(WSVN) - A South Florida man rushed to the hospital after being shot is accusing paramedics of taking his valuables as he was being transported. 7’s Brian Entin investigates.
Edward Roberts: “I was coming from my cousin’s house, and a guy walked up to me and started shooting, and shot me like six times.”
In March, Roberts was shot in the chest, under his arms, finger, thigh and even his toe.
Edward Roberts: “I didn’t know what for, or why, or anything.”
Rescue crews rushed him to Jackson South, where doctors saved his life.
But as he began to recover, Roberts said he noticed some valuables were missing.
Edward Roberts: “I woke up and I asked my family, I said, ‘Do y’all have my jewelry?’ And no one knows where the jewelry is.”
He claims he was wearing a gold necklace and bracelet that belonged to his sons. A family heirloom from his late uncle was also gone, a ring given to him on Father’s Day.
One of the bullets was lodged in his ring finger and, Roberts said, it was removed by paramedics.
Edward Roberts: “He said, ‘You got a gunshot wound to your finger. I have to remove it because your hand is swelling,’ he said, and once he took it off, I just laid there and stayed calm until I got to the hospital.”
Miami-Dade Fire Rescue investigated the incident and released a statement to 7News that read, “A ring was noticed on his finger and left in place in order to avoid further injury.”
Jackson South, in a statement, said, “There were no possessions or belongings documented upon his arrival, including the EMS report, the trauma patient log, and nursing documentation.”

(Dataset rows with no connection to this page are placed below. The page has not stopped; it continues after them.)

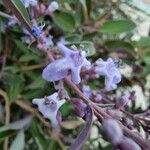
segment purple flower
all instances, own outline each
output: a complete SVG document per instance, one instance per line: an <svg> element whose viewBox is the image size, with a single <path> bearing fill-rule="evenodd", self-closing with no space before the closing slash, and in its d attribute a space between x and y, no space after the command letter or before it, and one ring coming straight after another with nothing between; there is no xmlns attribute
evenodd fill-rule
<svg viewBox="0 0 150 150"><path fill-rule="evenodd" d="M127 137L122 138L122 140L118 143L117 148L121 150L141 150L137 143Z"/></svg>
<svg viewBox="0 0 150 150"><path fill-rule="evenodd" d="M60 100L58 93L54 93L45 98L35 98L32 100L33 104L38 105L38 110L43 116L51 120L52 127L58 125L58 110L65 103L65 100Z"/></svg>
<svg viewBox="0 0 150 150"><path fill-rule="evenodd" d="M92 90L88 85L83 85L82 91L86 97L90 98L92 96Z"/></svg>
<svg viewBox="0 0 150 150"><path fill-rule="evenodd" d="M37 6L38 2L37 0L22 0L22 3L26 8L28 8L30 5L31 6Z"/></svg>
<svg viewBox="0 0 150 150"><path fill-rule="evenodd" d="M96 61L95 72L97 75L105 76L105 88L108 91L116 89L117 84L121 81L118 66L112 58L108 58L107 61L98 59Z"/></svg>
<svg viewBox="0 0 150 150"><path fill-rule="evenodd" d="M43 42L42 43L38 43L37 47L39 49L47 49L50 46L53 46L53 41L52 41L52 37L51 36L42 36Z"/></svg>
<svg viewBox="0 0 150 150"><path fill-rule="evenodd" d="M60 52L64 56L59 60L50 63L42 73L43 79L46 81L58 81L63 79L69 71L71 72L71 80L75 84L81 81L80 70L83 66L90 65L90 62L85 57L84 51L73 51L61 43L57 44Z"/></svg>
<svg viewBox="0 0 150 150"><path fill-rule="evenodd" d="M13 16L13 17L15 17L15 16ZM16 24L18 24L18 21L17 21L16 19L10 18L10 19L8 20L8 26L13 27L13 26L16 25Z"/></svg>
<svg viewBox="0 0 150 150"><path fill-rule="evenodd" d="M127 105L129 101L130 101L130 93L126 92L121 96L121 98L118 101L116 101L115 108L121 109L125 105Z"/></svg>
<svg viewBox="0 0 150 150"><path fill-rule="evenodd" d="M51 3L49 4L49 6L48 6L48 11L49 11L49 12L54 12L54 11L56 11L58 8L59 8L58 3L55 2L55 1L53 1L53 2L51 2Z"/></svg>
<svg viewBox="0 0 150 150"><path fill-rule="evenodd" d="M123 138L123 132L117 121L114 119L104 119L102 122L102 134L107 141L116 145Z"/></svg>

7News also obtained a copy of the police evidence log, and in it, there’s no mention of a ring or any jewelry.
Edward Roberts: “I can’t understand how it was just taken and nobody don’t really know nothing.”
Jackson Hospital officials said they checked their safe and found no items belonging to Roberts inside.

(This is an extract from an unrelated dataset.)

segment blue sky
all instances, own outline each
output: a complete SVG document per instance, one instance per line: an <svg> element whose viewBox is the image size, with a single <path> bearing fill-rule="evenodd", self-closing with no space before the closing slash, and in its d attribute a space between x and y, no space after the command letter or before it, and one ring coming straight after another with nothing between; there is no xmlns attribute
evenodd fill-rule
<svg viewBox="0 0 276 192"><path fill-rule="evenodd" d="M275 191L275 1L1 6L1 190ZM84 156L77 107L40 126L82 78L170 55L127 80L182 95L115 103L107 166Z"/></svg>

Roberts’ wife was advised to speak with the EMS crew and file a report with Miami-Dade Police.
Cheryl Robinson, attorney: “We know that there’s something that existed, and at some point, it disappeared. That disappearance becomes a problem.”
Robinson said hospitals are obligated to keep track of every patient’s belongings.
Cheryl Robinson: “He has the right to rely on them and they have a responsibility to protect his property.”
For Roberts, he said recovering is what’s most important to him — both with his health and jewelry that went missing.